Die Koordinaten der Patrix: Gewalt und Angst.

Wie erfährt der Mann Selbstbestätigung und Zuneigung. Und wie die Frau?

Machtvoll will er scheinen, groß, stark, furchterregend. So schafft er sich Gefolgschaft, Unterwerfung, Abhängigkeit. Als wäre es eine Naturkonstante.

Liebenswürdig ist sie, anziehend, fürsorglich, behütend. So begegnet man ihr mit Freundlichkeit, Vertrauen, Wärme. Wie die Natur es nahe legt.

Als diejenige, die die Fortpflanzung der species sicherstellt, leistet sie die entscheidende Arbeit unter Einsatz ihres eigenen Lebens. Lebenslang werden ihre Kinder dafür ihr Anerkennung und Zuwendung schenken. Und der Mann, der lediglich in einem besonderen Moment kurz seinen Samen einbringt, wie fühlt er sich demgegenüber in seiner Rolle?

Er meint, er müsse sich dennoch Achtung verschaffen, indem er mit Macht, Gewalt und Angst Erzeugen Dominanz erzwingt.

So jedenfalls in der Vergangenheit.
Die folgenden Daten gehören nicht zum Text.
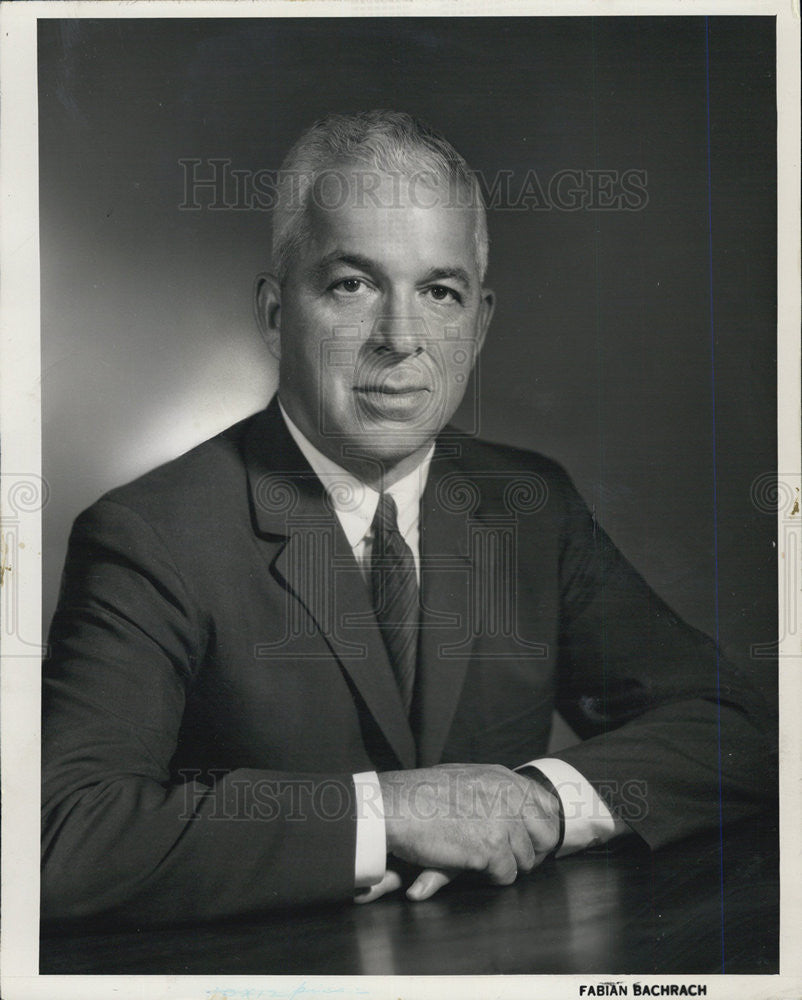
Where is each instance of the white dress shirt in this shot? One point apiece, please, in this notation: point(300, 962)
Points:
point(588, 821)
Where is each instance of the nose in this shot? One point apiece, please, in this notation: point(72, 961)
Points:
point(400, 333)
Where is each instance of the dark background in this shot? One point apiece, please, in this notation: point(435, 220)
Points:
point(637, 347)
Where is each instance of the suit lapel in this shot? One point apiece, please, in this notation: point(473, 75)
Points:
point(317, 566)
point(446, 637)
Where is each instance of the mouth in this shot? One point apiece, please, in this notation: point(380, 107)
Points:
point(393, 401)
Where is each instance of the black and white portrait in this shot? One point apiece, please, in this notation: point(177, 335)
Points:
point(413, 514)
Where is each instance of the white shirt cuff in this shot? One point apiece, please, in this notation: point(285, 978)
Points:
point(370, 859)
point(588, 821)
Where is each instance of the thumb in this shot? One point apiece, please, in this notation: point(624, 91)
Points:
point(429, 882)
point(389, 883)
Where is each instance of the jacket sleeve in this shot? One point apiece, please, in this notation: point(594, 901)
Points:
point(676, 739)
point(119, 837)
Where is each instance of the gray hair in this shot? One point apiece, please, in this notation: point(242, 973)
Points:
point(387, 141)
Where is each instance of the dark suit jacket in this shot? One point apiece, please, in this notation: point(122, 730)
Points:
point(216, 676)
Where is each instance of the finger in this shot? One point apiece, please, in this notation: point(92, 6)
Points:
point(428, 883)
point(503, 869)
point(521, 845)
point(390, 882)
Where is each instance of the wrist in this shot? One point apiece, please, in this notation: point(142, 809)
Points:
point(555, 808)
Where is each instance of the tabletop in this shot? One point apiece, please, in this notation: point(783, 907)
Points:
point(708, 904)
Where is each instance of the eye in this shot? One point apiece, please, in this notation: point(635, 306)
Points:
point(349, 285)
point(442, 293)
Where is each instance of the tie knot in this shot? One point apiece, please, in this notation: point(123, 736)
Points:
point(385, 520)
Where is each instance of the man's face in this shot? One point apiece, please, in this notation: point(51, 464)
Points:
point(380, 320)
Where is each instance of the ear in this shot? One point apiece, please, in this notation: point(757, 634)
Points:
point(487, 306)
point(267, 311)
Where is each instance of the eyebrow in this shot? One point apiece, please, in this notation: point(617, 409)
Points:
point(351, 259)
point(454, 272)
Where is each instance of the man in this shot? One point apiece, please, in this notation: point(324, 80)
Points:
point(325, 638)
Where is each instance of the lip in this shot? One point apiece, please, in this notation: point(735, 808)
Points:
point(396, 403)
point(392, 390)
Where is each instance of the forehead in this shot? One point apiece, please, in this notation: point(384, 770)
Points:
point(397, 221)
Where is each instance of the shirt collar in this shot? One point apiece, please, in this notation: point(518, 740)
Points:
point(354, 501)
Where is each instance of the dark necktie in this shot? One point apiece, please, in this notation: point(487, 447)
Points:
point(394, 589)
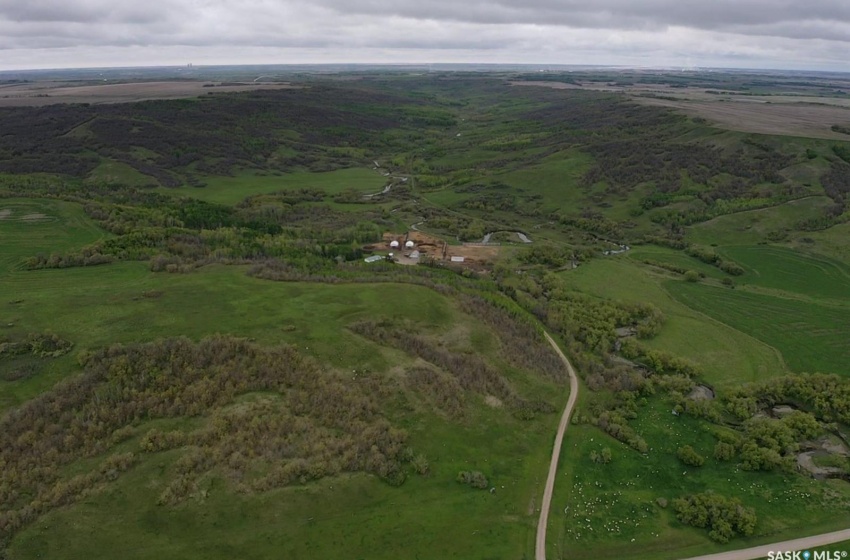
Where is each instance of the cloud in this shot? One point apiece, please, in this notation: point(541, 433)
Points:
point(774, 33)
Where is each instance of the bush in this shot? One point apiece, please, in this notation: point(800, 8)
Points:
point(724, 517)
point(476, 479)
point(724, 451)
point(690, 457)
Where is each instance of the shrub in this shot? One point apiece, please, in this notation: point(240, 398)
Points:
point(692, 276)
point(724, 517)
point(690, 457)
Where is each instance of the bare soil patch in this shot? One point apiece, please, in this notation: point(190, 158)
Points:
point(792, 119)
point(49, 93)
point(492, 401)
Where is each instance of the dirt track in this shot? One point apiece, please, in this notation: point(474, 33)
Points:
point(540, 547)
point(805, 543)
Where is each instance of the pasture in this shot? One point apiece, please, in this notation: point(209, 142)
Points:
point(812, 337)
point(791, 271)
point(726, 354)
point(611, 510)
point(50, 93)
point(350, 516)
point(231, 190)
point(754, 226)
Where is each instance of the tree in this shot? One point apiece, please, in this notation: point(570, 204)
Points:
point(690, 457)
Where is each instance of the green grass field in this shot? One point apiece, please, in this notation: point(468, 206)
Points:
point(791, 271)
point(352, 516)
point(811, 336)
point(753, 226)
point(611, 509)
point(230, 190)
point(789, 311)
point(727, 355)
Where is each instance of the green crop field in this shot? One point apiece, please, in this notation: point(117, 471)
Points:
point(353, 516)
point(783, 269)
point(811, 336)
point(727, 354)
point(230, 190)
point(754, 226)
point(613, 508)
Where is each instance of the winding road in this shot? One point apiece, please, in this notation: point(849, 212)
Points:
point(753, 553)
point(540, 547)
point(804, 543)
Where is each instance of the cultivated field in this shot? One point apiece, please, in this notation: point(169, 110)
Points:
point(678, 264)
point(800, 118)
point(49, 93)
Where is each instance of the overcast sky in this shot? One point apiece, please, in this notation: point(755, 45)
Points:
point(790, 34)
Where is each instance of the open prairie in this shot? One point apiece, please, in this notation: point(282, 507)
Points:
point(812, 119)
point(206, 350)
point(49, 93)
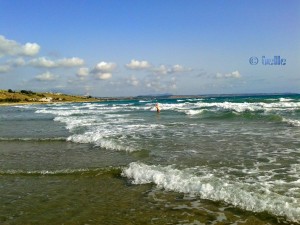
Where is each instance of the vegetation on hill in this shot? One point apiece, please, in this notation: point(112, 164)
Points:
point(27, 96)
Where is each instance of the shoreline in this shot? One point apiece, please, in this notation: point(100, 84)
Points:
point(42, 103)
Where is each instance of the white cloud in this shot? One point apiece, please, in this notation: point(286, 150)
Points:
point(13, 48)
point(179, 69)
point(105, 67)
point(164, 70)
point(17, 62)
point(31, 49)
point(104, 76)
point(82, 72)
point(42, 62)
point(4, 68)
point(133, 81)
point(65, 62)
point(161, 70)
point(234, 74)
point(47, 76)
point(138, 65)
point(70, 62)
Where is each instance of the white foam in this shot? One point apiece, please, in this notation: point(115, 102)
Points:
point(295, 123)
point(252, 197)
point(194, 112)
point(99, 140)
point(285, 99)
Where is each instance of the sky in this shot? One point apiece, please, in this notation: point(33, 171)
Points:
point(137, 47)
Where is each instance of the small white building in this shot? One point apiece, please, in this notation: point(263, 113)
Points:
point(46, 99)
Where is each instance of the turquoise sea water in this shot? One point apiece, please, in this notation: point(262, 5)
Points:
point(211, 160)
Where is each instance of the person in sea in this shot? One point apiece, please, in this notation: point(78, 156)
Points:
point(157, 107)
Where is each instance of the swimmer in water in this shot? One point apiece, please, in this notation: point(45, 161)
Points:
point(157, 108)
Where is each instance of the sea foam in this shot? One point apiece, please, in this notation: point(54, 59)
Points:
point(251, 197)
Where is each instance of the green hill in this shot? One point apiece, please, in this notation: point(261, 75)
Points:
point(25, 96)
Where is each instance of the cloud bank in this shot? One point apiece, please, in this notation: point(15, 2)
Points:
point(13, 48)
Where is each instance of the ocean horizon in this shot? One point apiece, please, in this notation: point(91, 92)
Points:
point(207, 159)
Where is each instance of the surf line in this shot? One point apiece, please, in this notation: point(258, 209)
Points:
point(157, 108)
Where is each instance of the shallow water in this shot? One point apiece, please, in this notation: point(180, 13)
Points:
point(226, 160)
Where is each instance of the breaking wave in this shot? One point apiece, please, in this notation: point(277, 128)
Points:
point(251, 197)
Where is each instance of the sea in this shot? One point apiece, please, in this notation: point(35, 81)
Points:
point(209, 160)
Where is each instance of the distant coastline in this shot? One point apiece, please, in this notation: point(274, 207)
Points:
point(10, 97)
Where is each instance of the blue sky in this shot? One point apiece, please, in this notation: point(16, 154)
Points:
point(122, 48)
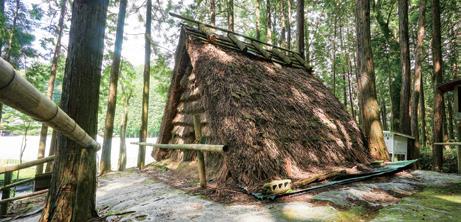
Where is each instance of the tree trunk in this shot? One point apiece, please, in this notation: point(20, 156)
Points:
point(367, 90)
point(450, 118)
point(405, 68)
point(53, 145)
point(54, 68)
point(105, 165)
point(122, 155)
point(258, 19)
point(333, 62)
point(230, 15)
point(288, 20)
point(213, 12)
point(300, 26)
point(2, 14)
point(414, 154)
point(12, 32)
point(283, 24)
point(268, 22)
point(72, 193)
point(422, 109)
point(349, 80)
point(437, 128)
point(145, 92)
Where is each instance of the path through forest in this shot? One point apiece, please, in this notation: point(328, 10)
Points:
point(135, 196)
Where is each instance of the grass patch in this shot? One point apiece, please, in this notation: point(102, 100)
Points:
point(432, 204)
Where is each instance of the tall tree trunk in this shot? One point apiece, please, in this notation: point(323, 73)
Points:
point(2, 17)
point(300, 26)
point(123, 124)
point(367, 90)
point(405, 68)
point(288, 20)
point(72, 192)
point(333, 62)
point(450, 120)
point(213, 12)
point(230, 15)
point(2, 11)
point(268, 22)
point(53, 145)
point(283, 24)
point(437, 128)
point(414, 154)
point(422, 109)
point(105, 165)
point(258, 19)
point(54, 68)
point(145, 92)
point(349, 80)
point(306, 37)
point(383, 115)
point(12, 32)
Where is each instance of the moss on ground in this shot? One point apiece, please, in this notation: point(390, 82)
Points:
point(432, 204)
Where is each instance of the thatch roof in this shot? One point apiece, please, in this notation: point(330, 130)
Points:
point(277, 120)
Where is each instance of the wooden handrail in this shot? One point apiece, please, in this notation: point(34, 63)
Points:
point(17, 92)
point(10, 168)
point(17, 183)
point(23, 196)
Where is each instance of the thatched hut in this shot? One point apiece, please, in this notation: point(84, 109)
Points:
point(276, 117)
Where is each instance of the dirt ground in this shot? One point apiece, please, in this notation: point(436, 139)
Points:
point(159, 194)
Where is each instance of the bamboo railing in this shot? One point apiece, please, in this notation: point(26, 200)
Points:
point(17, 92)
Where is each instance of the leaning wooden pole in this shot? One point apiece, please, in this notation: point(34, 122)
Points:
point(200, 156)
point(17, 92)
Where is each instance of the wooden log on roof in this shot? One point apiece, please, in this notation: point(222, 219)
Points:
point(237, 42)
point(284, 58)
point(198, 147)
point(265, 53)
point(18, 93)
point(9, 168)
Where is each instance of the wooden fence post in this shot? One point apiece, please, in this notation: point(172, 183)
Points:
point(200, 157)
point(6, 193)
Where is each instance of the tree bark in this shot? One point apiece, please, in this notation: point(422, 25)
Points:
point(258, 19)
point(105, 164)
point(405, 68)
point(230, 15)
point(349, 81)
point(418, 80)
point(268, 22)
point(367, 90)
point(213, 12)
point(300, 27)
point(123, 125)
point(288, 20)
point(437, 128)
point(283, 23)
point(53, 144)
point(12, 32)
point(145, 92)
point(72, 192)
point(333, 62)
point(54, 68)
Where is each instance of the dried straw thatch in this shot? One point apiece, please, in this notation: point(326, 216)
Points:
point(278, 121)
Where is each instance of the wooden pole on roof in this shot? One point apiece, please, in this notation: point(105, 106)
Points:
point(17, 92)
point(200, 157)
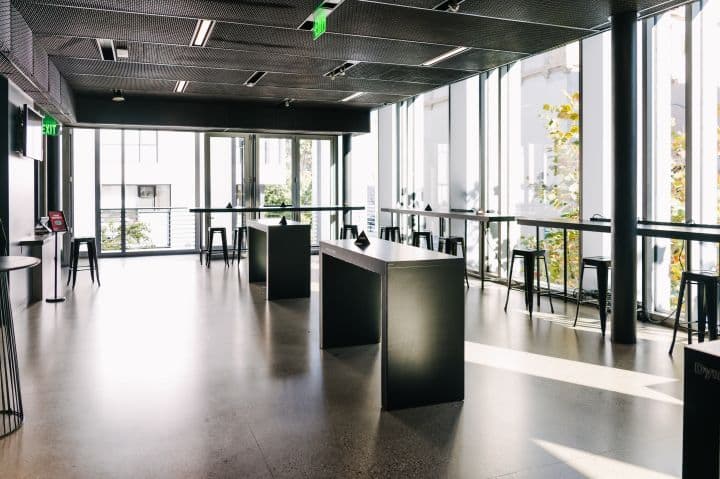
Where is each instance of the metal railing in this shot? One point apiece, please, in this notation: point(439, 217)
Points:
point(147, 229)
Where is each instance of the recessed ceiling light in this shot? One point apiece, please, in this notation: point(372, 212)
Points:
point(353, 96)
point(202, 32)
point(445, 56)
point(180, 86)
point(107, 49)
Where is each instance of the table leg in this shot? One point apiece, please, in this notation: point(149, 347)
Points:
point(482, 254)
point(11, 413)
point(565, 263)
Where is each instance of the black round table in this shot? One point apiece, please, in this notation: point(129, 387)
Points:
point(11, 412)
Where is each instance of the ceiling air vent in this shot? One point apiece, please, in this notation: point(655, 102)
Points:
point(449, 5)
point(107, 49)
point(340, 71)
point(254, 78)
point(328, 5)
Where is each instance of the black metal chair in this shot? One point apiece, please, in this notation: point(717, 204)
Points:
point(349, 230)
point(707, 297)
point(530, 257)
point(601, 264)
point(449, 245)
point(426, 235)
point(239, 232)
point(391, 233)
point(223, 238)
point(93, 267)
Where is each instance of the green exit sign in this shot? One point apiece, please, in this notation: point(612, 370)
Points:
point(50, 126)
point(319, 22)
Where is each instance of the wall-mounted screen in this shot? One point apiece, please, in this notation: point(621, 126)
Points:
point(32, 138)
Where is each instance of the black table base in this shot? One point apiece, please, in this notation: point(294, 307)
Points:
point(11, 410)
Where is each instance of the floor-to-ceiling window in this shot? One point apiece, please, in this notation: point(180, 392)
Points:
point(147, 184)
point(668, 179)
point(540, 139)
point(364, 177)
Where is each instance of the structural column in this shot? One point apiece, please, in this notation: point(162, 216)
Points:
point(624, 207)
point(54, 173)
point(346, 167)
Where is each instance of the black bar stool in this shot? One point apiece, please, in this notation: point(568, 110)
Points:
point(427, 235)
point(449, 245)
point(89, 242)
point(223, 238)
point(390, 233)
point(601, 264)
point(530, 257)
point(238, 234)
point(707, 282)
point(349, 229)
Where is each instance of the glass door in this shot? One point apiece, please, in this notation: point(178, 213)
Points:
point(275, 172)
point(316, 184)
point(110, 172)
point(225, 159)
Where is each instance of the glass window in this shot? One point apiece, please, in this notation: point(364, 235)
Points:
point(669, 186)
point(542, 149)
point(83, 182)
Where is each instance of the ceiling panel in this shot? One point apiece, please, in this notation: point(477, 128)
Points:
point(344, 84)
point(479, 60)
point(570, 13)
point(431, 76)
point(272, 41)
point(282, 13)
point(400, 23)
point(70, 66)
point(107, 84)
point(54, 20)
point(243, 92)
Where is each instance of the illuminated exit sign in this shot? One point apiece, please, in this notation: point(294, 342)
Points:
point(319, 22)
point(50, 126)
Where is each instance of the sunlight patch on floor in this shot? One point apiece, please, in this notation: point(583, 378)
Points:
point(575, 372)
point(596, 466)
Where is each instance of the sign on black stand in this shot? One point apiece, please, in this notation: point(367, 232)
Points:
point(57, 224)
point(701, 425)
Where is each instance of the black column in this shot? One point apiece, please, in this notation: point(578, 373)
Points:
point(624, 212)
point(54, 173)
point(347, 165)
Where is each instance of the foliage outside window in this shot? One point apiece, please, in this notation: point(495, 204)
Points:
point(560, 188)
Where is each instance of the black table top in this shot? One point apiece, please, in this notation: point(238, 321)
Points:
point(444, 213)
point(381, 252)
point(275, 209)
point(706, 233)
point(12, 263)
point(264, 223)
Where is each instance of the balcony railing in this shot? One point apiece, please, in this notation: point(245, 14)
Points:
point(147, 229)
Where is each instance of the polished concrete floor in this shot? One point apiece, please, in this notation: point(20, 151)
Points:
point(171, 370)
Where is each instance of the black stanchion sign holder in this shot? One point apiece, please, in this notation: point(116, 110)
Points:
point(57, 224)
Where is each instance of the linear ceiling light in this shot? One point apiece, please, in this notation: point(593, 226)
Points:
point(254, 78)
point(202, 32)
point(180, 86)
point(353, 96)
point(445, 56)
Vom Zweistromland über das tote Meer und den Tiber verfestigte sich diese Haltung – geschickt verpackt mit scheinbar gottgewolltem Überbau – bis an den Rhein, die Themse und nahm von da erst so richtig Fahrt auf zu weltweiter Verbreitung, so dass heutzutage dieses patriarchalische Muster – die Patrix eben – daher kommt, als wäre es eine Naturkategorie. Die Sprache wurde ihr Schwert, die Logik ihr Rauschmittel.

Und mit solchen Angstszenarien pumpte sich der Mann im Laufe der Geschichte auf zu einem Popanz an Selbstgefälligkeit und Größenwahn, der ihn immer wieder in gewaltigen Kriegen und Mordexpeditionen zur völligen Selbstüberschätzung führte. Tröstende und Trauernde waren da wie immer die Frauen. Im großen wie im kleinen Theater, wo Femizide nach wie vor an der Tagesordnung sind, stehen sich so Mann und Frau sehr ungleich gegenüber, bis der Langzeit-Selbstbetrug nun endlich zu bröckeln beginnt.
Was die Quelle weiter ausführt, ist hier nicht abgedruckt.